Le chef de la Ligue arabe Ahmed Aboul Gheit a de son côté «condamné l'utilisation excessive de la force et de balles réelles» par Israël contre «des civils non-armés», a indiqué son porte-parole Mahmoud Afifi dans un communiqué.
Il a mis en garde contre «la colère grandissante des Palestiniens, des Arabes et des musulmans» à la suite des mesures israéliennes.
Le premier ministre israélien Benyamin Netanyahou a plusieurs fois assuré ne pas vouloir modifier les règles tacites permettant aux musulmans de monter à toute heure sur le site et aux juifs de n'y pénétrer qu'à certaines heures, sans pouvoir y prier.
«Israël s'engage à maintenir le statu quo sur le Mont du Temple et la liberté d'accès aux lieux saints», a dit vendredi un responsable israélien.

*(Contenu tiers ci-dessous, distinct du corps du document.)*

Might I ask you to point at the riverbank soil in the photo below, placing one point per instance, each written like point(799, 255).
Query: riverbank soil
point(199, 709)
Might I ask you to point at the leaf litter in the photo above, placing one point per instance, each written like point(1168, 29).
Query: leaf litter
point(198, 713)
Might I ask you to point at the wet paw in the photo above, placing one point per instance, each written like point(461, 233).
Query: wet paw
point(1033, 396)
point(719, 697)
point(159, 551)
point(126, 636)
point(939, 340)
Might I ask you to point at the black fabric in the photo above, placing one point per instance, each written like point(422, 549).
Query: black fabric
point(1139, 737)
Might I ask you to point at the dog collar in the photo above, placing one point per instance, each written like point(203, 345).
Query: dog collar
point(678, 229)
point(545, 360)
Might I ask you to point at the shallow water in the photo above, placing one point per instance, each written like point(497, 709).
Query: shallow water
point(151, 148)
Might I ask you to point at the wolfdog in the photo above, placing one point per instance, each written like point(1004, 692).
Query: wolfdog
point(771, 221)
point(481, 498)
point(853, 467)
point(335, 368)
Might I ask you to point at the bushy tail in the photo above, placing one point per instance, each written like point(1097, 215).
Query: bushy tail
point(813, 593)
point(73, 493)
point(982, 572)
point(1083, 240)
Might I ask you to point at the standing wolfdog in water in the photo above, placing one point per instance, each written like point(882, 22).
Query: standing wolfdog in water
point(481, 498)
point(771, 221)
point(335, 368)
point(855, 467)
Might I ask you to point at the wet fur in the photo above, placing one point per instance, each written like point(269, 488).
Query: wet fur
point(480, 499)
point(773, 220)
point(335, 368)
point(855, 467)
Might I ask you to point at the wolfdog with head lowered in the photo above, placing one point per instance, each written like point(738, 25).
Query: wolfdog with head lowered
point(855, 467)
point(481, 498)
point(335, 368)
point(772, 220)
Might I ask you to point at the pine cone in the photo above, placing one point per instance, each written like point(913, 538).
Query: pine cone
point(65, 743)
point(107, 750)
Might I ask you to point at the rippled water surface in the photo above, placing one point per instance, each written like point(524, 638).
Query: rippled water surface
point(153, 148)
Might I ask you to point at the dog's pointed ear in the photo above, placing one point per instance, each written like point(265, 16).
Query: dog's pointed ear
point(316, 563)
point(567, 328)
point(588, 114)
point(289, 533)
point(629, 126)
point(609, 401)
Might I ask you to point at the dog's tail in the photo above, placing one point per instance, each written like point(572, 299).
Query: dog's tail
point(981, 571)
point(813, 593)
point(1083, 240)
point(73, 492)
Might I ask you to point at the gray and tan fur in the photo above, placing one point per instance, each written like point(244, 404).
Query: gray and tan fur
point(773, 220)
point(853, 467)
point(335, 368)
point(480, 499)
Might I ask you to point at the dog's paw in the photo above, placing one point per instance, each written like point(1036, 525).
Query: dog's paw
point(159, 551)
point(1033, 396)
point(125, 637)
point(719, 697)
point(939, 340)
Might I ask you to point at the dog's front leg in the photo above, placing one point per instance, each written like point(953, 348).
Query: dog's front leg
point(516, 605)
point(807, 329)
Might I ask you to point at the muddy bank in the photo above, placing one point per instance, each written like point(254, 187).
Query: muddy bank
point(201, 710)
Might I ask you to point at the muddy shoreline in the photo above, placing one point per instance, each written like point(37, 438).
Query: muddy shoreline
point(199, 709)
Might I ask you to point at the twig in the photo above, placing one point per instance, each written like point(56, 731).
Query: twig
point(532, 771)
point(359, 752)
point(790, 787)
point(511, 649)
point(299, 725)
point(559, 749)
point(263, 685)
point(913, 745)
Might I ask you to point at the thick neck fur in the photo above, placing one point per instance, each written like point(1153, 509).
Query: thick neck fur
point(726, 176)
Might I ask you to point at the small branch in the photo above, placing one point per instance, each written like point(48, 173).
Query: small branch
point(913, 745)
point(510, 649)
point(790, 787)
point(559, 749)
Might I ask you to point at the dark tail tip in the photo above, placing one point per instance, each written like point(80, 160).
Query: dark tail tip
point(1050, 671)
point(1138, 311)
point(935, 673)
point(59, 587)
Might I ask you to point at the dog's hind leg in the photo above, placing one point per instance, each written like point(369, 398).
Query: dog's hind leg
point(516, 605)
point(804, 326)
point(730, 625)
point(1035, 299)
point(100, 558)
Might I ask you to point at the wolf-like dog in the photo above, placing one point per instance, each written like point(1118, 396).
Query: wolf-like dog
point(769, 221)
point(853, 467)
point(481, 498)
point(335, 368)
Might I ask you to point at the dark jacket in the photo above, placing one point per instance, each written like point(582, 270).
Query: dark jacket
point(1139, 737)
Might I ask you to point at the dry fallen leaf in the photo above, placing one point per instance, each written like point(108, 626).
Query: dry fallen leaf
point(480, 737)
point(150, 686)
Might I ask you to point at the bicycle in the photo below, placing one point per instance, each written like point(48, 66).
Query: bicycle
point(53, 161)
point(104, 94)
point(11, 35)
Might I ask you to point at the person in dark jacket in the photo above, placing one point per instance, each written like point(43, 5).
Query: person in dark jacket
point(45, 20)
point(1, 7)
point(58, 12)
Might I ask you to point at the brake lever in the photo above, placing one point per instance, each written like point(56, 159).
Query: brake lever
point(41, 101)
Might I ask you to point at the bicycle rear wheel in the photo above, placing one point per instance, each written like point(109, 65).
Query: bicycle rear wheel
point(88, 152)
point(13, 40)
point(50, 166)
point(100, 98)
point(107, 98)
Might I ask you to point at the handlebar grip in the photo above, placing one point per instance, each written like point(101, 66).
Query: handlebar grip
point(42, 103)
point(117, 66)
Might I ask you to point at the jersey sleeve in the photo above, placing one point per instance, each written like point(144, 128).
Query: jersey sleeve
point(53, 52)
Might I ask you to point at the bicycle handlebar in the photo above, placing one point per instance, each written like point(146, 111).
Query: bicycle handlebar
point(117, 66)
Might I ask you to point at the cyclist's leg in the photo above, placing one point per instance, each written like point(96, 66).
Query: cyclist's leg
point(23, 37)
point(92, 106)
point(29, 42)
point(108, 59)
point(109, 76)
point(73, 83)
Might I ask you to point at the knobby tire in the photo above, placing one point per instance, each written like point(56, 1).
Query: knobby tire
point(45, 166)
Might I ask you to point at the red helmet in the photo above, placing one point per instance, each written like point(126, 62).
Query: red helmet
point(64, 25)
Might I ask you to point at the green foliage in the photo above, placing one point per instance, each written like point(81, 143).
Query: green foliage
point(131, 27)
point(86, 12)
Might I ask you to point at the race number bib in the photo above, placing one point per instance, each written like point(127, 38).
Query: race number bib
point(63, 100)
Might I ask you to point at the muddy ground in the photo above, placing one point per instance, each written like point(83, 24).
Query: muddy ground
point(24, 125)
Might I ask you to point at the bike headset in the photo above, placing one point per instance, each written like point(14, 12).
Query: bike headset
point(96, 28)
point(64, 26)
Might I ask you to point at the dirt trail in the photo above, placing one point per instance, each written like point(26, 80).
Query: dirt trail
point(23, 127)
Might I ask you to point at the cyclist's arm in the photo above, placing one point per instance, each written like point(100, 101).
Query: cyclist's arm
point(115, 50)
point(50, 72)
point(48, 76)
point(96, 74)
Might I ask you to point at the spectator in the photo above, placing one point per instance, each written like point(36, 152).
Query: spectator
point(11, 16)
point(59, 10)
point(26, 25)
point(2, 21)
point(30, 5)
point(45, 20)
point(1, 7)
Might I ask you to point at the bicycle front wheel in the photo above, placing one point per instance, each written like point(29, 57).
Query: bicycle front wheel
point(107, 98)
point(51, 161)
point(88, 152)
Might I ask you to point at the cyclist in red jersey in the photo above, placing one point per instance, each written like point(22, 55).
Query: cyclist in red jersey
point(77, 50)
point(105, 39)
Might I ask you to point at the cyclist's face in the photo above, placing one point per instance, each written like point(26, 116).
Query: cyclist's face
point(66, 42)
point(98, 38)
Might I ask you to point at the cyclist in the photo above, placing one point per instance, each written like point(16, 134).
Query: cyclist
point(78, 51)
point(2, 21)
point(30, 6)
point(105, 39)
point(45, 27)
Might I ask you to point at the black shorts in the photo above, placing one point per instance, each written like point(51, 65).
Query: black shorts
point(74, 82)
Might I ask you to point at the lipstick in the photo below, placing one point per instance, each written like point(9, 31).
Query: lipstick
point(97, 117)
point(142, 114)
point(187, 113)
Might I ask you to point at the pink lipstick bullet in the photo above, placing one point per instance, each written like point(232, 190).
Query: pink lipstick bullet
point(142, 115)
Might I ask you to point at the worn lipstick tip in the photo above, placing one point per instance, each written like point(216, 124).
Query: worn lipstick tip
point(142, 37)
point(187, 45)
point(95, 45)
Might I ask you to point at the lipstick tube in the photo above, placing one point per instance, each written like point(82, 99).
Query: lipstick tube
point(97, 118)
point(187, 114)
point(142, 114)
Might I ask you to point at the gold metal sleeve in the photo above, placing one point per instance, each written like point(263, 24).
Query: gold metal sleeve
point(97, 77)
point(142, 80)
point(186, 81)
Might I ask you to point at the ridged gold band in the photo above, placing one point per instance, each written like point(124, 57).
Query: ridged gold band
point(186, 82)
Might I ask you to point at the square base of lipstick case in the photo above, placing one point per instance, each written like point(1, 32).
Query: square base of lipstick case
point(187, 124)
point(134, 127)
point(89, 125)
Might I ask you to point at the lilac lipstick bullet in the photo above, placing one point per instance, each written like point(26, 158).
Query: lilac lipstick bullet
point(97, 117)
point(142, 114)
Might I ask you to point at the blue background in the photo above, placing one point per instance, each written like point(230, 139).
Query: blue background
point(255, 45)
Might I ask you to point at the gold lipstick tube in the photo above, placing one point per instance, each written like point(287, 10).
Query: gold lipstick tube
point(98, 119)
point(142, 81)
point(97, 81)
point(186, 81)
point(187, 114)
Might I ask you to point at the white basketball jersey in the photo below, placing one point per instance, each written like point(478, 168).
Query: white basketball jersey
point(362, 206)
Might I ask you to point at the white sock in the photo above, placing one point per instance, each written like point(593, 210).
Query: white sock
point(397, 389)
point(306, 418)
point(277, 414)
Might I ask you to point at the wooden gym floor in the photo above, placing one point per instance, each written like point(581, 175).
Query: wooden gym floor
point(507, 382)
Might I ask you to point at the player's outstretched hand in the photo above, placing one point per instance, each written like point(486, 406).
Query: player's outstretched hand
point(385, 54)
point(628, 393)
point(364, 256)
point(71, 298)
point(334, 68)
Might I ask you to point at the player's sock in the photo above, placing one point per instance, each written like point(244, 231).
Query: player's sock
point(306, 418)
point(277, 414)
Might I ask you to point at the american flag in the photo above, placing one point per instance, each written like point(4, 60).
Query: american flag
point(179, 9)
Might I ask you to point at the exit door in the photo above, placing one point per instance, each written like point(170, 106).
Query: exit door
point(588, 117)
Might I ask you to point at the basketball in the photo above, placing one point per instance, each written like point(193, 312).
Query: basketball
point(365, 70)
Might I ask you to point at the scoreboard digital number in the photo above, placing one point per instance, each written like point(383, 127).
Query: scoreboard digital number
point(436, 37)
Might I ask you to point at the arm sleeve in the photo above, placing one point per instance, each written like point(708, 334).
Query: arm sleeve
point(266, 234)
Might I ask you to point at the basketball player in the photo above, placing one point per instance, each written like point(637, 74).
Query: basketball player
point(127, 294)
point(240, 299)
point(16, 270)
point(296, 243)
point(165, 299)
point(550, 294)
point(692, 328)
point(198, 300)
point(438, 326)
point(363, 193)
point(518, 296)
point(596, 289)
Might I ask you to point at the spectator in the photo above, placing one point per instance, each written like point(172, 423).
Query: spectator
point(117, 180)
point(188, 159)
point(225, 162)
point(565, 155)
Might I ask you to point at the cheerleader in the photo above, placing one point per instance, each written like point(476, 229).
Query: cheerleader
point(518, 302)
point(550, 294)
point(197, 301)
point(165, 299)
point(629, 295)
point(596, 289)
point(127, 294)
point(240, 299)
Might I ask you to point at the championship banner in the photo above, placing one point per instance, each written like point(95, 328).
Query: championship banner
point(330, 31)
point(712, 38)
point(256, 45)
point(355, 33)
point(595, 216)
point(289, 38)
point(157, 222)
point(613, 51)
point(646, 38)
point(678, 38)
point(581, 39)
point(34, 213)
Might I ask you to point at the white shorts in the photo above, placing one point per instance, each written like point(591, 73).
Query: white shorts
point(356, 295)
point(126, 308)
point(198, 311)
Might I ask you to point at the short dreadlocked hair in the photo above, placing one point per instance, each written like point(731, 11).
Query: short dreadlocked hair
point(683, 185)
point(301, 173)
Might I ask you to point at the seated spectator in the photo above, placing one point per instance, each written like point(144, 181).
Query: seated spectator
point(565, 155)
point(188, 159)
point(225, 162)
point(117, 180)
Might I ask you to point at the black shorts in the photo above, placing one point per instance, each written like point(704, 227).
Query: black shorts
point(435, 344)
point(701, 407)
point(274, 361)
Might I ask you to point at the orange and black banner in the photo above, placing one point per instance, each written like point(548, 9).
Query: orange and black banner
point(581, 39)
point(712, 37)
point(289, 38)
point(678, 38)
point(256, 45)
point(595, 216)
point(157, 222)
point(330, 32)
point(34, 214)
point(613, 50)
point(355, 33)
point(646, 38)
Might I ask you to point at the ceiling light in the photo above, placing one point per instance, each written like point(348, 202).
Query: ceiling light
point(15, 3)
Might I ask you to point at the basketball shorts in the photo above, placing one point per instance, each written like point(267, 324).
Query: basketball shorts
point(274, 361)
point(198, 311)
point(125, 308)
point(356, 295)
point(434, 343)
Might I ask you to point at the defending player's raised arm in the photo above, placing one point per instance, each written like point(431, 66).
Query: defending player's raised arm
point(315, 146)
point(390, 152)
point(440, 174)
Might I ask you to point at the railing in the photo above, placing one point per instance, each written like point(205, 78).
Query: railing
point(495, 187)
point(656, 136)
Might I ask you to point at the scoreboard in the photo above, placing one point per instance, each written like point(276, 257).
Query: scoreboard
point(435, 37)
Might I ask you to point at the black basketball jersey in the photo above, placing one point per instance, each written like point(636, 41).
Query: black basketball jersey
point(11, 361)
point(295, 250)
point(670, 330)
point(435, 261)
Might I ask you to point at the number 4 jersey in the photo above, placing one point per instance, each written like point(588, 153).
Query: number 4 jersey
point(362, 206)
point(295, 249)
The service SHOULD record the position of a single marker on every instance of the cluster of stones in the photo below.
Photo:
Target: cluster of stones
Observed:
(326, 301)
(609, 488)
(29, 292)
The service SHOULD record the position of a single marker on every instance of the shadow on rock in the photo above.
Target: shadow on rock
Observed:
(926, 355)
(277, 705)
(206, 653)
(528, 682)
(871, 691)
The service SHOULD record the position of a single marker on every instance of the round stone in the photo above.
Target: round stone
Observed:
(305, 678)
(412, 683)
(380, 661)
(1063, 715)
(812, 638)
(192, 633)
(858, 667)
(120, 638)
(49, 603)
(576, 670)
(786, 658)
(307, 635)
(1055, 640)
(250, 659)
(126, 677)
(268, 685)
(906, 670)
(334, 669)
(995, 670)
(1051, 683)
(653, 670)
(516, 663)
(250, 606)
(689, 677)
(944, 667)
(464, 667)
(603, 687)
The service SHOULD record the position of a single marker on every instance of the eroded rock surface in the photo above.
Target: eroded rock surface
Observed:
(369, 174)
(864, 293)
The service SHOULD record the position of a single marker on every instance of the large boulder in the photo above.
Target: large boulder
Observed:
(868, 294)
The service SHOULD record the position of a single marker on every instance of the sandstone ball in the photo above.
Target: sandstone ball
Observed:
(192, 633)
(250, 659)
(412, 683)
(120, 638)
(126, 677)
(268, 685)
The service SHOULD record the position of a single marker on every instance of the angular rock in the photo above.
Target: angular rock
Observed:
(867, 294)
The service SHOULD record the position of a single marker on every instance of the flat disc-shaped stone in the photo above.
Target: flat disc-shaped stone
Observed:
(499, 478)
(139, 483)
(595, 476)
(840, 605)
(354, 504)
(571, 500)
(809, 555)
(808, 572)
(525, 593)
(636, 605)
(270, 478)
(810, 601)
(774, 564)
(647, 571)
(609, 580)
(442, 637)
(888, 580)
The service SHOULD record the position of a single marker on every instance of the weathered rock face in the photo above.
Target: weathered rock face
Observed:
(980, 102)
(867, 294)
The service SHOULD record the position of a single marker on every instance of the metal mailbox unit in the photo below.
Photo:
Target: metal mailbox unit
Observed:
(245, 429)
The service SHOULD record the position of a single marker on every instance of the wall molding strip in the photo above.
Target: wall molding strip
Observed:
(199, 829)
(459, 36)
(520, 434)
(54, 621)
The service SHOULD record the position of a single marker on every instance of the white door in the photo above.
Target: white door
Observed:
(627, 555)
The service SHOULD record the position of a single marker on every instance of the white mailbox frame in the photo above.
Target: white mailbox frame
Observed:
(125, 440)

Les derniers décès portent à 287 le nombre de morts palestiniens depuis le début d'une vague de violences en octobre 2015, qui a aussi coûté la vie à 47 Israéliens, deux Américains, deux Jordaniens, un Érythréen, un Soudanais et une Britannique, selon un décompte de l'AFP.
Selon les autorités israéliennes, la majorité des Palestiniens tués sont des assaillants ou assaillants présumés, souvent jeunes, agissant seuls et armés de couteaux. D'autres ont été tués dans des raids de l'aviation israélienne à Gaza ou lors de manifestations anti-israéliennes.